The cat-and-mouse template that kept us on the edge in Don isn’t as enthralling in Don 2. If Don is consistently a few steps ahead, the lackadaisical police force is always caught on the backfoot.
But to give credit where it’s due, Farhan treads virgin Bolly territory, giving us a Don who can challenge Danny Ocean or John McClane or Ethan Hunt. The heist itself is a nod to the Oceans series, Don’s entry and exit on the pressure-controlled floor in the vault a homage to the iconic scene in the first Mission: Impossible film. Like the Oceans franchise, the throwback summary at the end is slickly done, Farhan making sure that — despite the lame twist — it doesn’t degenerate into a dictionary for dummies.

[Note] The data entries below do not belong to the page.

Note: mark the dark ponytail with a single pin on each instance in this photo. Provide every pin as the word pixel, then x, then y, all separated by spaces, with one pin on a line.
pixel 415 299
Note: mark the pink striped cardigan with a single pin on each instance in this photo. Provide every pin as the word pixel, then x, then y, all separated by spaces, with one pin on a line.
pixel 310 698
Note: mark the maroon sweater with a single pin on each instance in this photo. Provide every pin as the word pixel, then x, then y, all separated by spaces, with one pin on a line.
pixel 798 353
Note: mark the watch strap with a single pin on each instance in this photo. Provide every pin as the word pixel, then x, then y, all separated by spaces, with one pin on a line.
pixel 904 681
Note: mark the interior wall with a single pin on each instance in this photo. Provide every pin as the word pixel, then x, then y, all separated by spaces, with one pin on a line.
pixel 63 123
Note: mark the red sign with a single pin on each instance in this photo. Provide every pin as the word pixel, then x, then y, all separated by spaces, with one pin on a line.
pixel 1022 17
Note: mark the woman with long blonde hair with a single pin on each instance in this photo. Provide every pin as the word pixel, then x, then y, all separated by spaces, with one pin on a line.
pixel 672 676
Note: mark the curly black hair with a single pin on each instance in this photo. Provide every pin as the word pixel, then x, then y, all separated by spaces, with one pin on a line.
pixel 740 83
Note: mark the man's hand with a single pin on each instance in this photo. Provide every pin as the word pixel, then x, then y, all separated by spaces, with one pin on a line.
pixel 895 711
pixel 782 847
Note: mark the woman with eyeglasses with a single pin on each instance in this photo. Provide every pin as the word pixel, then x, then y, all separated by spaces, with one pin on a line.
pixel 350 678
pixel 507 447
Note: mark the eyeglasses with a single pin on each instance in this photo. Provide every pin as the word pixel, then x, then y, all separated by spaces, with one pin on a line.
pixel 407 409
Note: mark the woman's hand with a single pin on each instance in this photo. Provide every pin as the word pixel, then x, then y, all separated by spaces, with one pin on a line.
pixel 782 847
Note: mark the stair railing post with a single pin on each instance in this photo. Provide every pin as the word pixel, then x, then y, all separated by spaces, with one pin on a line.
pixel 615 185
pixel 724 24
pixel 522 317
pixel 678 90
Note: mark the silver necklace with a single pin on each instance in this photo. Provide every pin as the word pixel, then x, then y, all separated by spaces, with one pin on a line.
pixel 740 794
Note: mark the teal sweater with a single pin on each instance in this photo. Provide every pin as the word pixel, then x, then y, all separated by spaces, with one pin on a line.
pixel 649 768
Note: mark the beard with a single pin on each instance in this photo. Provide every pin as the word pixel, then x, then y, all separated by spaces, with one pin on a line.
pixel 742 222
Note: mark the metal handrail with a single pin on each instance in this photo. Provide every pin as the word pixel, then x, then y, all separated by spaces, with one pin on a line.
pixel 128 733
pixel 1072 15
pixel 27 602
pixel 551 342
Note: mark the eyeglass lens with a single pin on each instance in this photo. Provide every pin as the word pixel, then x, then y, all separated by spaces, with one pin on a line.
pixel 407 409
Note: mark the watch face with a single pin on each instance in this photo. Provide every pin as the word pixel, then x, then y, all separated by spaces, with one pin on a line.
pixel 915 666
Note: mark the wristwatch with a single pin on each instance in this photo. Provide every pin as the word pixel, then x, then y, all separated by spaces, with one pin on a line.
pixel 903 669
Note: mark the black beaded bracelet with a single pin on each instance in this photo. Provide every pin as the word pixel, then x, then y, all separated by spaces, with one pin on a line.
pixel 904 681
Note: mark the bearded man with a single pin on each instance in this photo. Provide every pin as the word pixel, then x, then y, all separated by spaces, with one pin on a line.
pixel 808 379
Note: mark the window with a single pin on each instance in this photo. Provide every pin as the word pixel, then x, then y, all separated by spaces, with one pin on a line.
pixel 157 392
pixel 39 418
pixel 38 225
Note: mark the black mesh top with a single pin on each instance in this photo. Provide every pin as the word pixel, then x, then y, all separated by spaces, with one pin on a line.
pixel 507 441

A special mention also goes out to cinematographer Jason West who makes the French Riviera, the Thai backwaters, the cobbled Berlin streets and the Swiss Alps come alive. And fret not if you manage only 2D tickets. Don 2 is no Avatar and the 3D — despite a superbly filmed dive by Don from a highrise — is strictly passable.
What props up Don 2 is also the stellar cast in the credit rolls. Boman Irani’s Vardhaan is effectively evil while Lara Dutta as a moll ups the glam quotient. Priyanka Chopra kicks ass with some well-shot action sequences and shares crackling chemistry with Shah Rukh, but somehow fails to infuse Roma with the spunk of the first film. A much-touted cameo calls for more than a willing suspension of disbelief but who cares when it plonks Hrithik Roshan on your screen for five minutes?
The man who makes Don 2 — despite its flaws — immensely watchable is the Badshah. The lines may be said with a little more flourish than necessary and the character may be a little overbaked, but SRK makes Don — as he had told t2 earlier this week — “sexy twisted”.
But the man is also a do-gooder Bolly hero, whose outstretched arms and mischievous smile can throw millions into a tizzy. So Don places himself in the line of a bullet aimed at another and pleads with the bad men to let a helpless lady hostage go. Despite its Hollywood slickness, this, after all, is a Bollywood film.